The federal government has reported that nearly 22 million traffic stops occur each year. It’s important for drivers to know the rules, responsibilities, and rights in play when these encounters occur. Many of the dynamics of a traffic stop have changed since the 1990s with the advent of police dashcams, which can capture both video and audio of these stops. Where before evidence obtained during traffic stops was subject to conjecture regarding what occurred, dashcams offer an objective means of gathering information about what happened during the stop that can be admissible in court.

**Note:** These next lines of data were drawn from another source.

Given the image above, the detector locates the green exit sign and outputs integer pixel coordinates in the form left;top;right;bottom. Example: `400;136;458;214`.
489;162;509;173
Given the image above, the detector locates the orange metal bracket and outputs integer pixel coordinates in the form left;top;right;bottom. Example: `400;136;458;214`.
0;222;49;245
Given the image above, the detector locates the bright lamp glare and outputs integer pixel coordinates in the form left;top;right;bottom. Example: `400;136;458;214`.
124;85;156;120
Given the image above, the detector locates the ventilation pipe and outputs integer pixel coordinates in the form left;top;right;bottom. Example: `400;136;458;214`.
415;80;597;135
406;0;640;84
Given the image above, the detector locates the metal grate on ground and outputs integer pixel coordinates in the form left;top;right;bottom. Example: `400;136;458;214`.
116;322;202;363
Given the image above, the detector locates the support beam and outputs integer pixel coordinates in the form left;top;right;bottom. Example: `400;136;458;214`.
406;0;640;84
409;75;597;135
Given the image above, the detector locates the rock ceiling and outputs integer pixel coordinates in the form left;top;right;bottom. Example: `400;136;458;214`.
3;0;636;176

It’s important to remember that the video and audio evidence created by dashcams can play a major role in determining guilt or innocence. The basic advice set for below serves as a guide for those who face traffic stops where dashcams are involved.
Be as cooperative as possible when you’re pulled over by a law enforcement officer. If a police officer asks you your name, provide it. Be polite and as pleasant as possible. If you aren’t, the dashcam will surely catch it.

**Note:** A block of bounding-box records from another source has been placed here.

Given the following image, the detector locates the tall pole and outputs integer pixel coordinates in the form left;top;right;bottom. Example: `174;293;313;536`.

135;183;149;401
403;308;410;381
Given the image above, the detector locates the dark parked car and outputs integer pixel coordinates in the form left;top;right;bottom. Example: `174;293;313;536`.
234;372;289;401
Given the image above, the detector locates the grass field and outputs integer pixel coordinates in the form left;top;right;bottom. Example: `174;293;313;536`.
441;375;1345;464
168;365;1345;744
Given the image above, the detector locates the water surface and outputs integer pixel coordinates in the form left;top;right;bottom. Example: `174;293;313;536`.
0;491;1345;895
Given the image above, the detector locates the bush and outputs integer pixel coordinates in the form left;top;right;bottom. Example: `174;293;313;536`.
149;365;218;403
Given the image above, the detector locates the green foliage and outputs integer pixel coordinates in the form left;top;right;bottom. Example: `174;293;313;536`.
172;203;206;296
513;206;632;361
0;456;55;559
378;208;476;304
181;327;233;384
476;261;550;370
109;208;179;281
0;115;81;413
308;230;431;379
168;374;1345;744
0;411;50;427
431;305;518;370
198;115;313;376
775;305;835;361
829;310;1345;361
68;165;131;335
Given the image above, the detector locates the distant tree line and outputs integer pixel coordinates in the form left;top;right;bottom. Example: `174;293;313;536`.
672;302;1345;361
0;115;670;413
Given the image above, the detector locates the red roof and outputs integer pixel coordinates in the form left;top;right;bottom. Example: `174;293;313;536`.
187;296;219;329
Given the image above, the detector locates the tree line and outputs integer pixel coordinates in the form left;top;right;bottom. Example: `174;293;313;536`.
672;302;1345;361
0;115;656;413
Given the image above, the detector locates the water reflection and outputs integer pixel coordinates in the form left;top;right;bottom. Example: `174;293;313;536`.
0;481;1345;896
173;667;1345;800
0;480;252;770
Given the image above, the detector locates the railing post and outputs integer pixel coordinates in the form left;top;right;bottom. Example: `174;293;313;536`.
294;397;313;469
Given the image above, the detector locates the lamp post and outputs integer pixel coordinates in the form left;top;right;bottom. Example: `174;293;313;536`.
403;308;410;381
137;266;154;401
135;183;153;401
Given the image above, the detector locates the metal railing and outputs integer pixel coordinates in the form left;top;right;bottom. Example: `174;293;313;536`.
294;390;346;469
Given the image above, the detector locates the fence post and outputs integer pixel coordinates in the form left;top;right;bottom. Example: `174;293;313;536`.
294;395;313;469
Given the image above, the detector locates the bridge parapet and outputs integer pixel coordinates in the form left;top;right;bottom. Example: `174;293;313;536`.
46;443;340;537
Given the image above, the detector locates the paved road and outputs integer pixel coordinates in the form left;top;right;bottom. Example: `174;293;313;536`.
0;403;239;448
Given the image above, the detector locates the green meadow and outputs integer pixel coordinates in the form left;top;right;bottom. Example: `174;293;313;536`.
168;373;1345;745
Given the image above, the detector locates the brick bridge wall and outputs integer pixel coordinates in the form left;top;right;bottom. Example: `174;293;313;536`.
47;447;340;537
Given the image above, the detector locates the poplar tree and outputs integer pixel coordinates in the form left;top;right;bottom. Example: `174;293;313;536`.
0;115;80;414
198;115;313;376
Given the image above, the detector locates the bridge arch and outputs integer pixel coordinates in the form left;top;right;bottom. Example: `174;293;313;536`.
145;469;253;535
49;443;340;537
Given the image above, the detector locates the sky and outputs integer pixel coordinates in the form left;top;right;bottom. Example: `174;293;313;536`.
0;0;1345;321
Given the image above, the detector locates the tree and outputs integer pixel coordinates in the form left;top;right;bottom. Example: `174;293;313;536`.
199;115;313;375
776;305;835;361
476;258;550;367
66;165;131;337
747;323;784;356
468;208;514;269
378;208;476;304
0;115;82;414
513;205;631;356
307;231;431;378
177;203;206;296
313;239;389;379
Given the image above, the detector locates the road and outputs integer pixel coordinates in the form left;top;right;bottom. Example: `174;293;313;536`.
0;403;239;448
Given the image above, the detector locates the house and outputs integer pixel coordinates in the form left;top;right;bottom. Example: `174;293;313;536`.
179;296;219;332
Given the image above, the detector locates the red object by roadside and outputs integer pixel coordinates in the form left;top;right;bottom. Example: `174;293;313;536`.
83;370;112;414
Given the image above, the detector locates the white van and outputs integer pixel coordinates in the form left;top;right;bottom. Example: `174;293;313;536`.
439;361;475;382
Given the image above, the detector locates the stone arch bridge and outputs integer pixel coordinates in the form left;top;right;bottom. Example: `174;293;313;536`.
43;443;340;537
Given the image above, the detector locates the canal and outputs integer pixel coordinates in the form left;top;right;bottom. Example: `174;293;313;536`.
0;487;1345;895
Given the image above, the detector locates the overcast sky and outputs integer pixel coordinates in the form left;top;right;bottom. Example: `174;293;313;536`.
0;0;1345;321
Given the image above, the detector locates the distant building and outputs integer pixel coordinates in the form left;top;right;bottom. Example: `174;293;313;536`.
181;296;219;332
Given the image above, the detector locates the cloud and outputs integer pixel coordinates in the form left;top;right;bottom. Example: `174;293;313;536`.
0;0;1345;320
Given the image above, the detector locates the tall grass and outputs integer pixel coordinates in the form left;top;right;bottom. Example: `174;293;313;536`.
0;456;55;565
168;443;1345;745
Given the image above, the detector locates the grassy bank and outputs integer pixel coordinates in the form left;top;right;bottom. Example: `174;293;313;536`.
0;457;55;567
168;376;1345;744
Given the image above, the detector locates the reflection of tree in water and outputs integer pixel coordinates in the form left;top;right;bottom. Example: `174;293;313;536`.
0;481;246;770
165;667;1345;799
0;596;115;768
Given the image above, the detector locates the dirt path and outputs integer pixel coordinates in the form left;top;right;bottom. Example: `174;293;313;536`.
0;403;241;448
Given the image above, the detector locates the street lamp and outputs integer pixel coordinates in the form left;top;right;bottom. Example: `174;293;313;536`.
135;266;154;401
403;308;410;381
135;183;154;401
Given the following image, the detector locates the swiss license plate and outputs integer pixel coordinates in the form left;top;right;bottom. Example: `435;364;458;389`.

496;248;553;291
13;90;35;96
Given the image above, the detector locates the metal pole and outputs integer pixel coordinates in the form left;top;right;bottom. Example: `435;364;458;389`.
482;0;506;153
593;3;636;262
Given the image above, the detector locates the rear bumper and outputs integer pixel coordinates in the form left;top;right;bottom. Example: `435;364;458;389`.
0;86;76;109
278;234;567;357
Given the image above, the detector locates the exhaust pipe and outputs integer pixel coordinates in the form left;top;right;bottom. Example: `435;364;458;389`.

Remember that it’s very likely that whatever happens will be captured by the officer’s dashcam, if his or her vehicle is equipped with one. These cameras record both video and audio of the event. Assume anything you say and do will be heard and seen by a judge and jury.

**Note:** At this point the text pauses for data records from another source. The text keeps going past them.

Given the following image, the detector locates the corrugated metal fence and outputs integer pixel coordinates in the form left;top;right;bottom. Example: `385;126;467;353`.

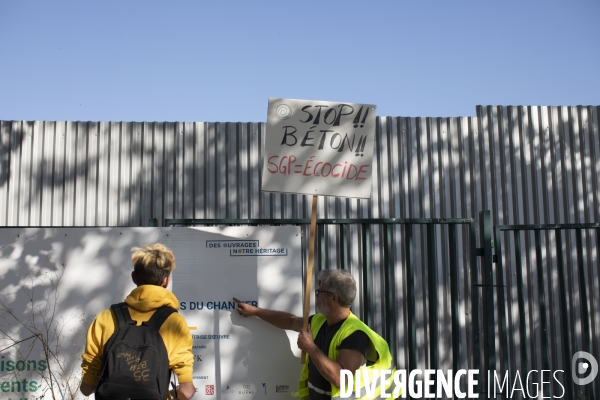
0;106;600;393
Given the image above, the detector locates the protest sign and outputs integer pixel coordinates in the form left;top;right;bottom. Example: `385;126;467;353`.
262;98;376;198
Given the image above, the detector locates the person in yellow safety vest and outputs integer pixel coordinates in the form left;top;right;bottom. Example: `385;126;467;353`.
233;269;394;400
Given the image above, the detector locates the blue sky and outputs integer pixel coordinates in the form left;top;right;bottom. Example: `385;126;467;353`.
0;0;600;122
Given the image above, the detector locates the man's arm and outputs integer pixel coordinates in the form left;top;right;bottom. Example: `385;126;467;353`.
298;327;365;388
233;297;303;332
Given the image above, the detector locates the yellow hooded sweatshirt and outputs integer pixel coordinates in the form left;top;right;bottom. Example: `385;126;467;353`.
81;285;194;386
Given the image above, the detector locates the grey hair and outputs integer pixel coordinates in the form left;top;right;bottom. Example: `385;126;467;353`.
319;269;356;308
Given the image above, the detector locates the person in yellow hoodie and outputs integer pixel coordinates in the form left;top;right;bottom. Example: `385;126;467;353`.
233;269;394;400
80;243;196;400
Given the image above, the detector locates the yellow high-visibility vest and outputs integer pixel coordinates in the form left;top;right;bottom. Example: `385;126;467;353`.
293;312;395;400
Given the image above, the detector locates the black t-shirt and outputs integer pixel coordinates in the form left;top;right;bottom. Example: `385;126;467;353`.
308;316;370;400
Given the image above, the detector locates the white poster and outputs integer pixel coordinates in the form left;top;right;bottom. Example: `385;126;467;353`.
0;227;302;400
261;98;377;198
171;226;302;400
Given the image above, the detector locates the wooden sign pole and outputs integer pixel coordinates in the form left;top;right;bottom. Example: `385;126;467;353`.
300;195;318;364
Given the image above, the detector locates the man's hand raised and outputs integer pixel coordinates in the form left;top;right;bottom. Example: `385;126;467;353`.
233;297;258;317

Request that the interaction between yourself and the officer occur in front of the dashcam, if it is at all possible. Evidence provided by these cameras can mean the difference between the word of two individuals in a trial, versus a recording of the acts and words that actually occurred during the stop.
Remember that an officer might ask you to step out of range of the camera, claiming that the area within range of the dashcam is unsafe due to traffic conditions. The officer’s suggestion could be well-intended or not. If the officer seeks to move the interaction away from the dashcam, you have the right to ask the officer to state on camera why he or she seeks to do so.
Hire an experienced, qualified lawyer for your case. He or she will likely request a copy of resulting video of the dashcam from authorities, and other such evidence. Remember: How evidence is presented in court can strongly determine a conviction or an acquittal.
Assume that there is a dashcam, or that a dashcam is in operation in all cases of traffic stops. Some departments haven’t installed them, while some dashcams are inoperable. Either way, assume that there is a dashcam in all cases.
Simply, don’t be disrespectful, argumentative or confrontational to an officer. A defendant seldom wins the favor of a judge or jury with such behavior, even if you are in the right.
Don’t forget that you have Constitutional rights that you can assert in the event of a traffic stop. The Fourth Amendment bars police officers from conducting unreasonable searches and seizures. However, if a police officer can reasonably state why a search of your vehicle is necessary, he or she might be able to search your car despite your refusal. This is called probable cause, and his reasons should be caught on the dashcam as well.
Don’t assume that just because a dashcam is in use, and that you conducted yourself properly, that you will prevail in court. Guilt or innocence is determined by the weight of all evidence presented in court, and ultimately the decision is up to a judge or jury. The best thing you can do is present yourself as polite and respectful to an officer so that the judge will see your actions in a good light.
Don’t assume you can represent yourself successfully in court without legal representation. A good lawyer can help make the most of all the evidence – including dashcam footage – in building a case on your behalf.
Since more than 22 million traffic stops occur every year in the United States, there’s a good chance that you or someone you know will be pulled over. It’s important to remember that the evidence presented by police dashcams can be an important equalizer when accounts of what happened during a traffic stop differ. Just as important to remember is anything that is said or done in front of a dashcam can be presented in a court of law. While dashcam evidence can help a defendant, it’s also important to hire a qualified criminal defense attorney, who can make the most of all evidence -- including dashcam footage -- in building a case on your behalf.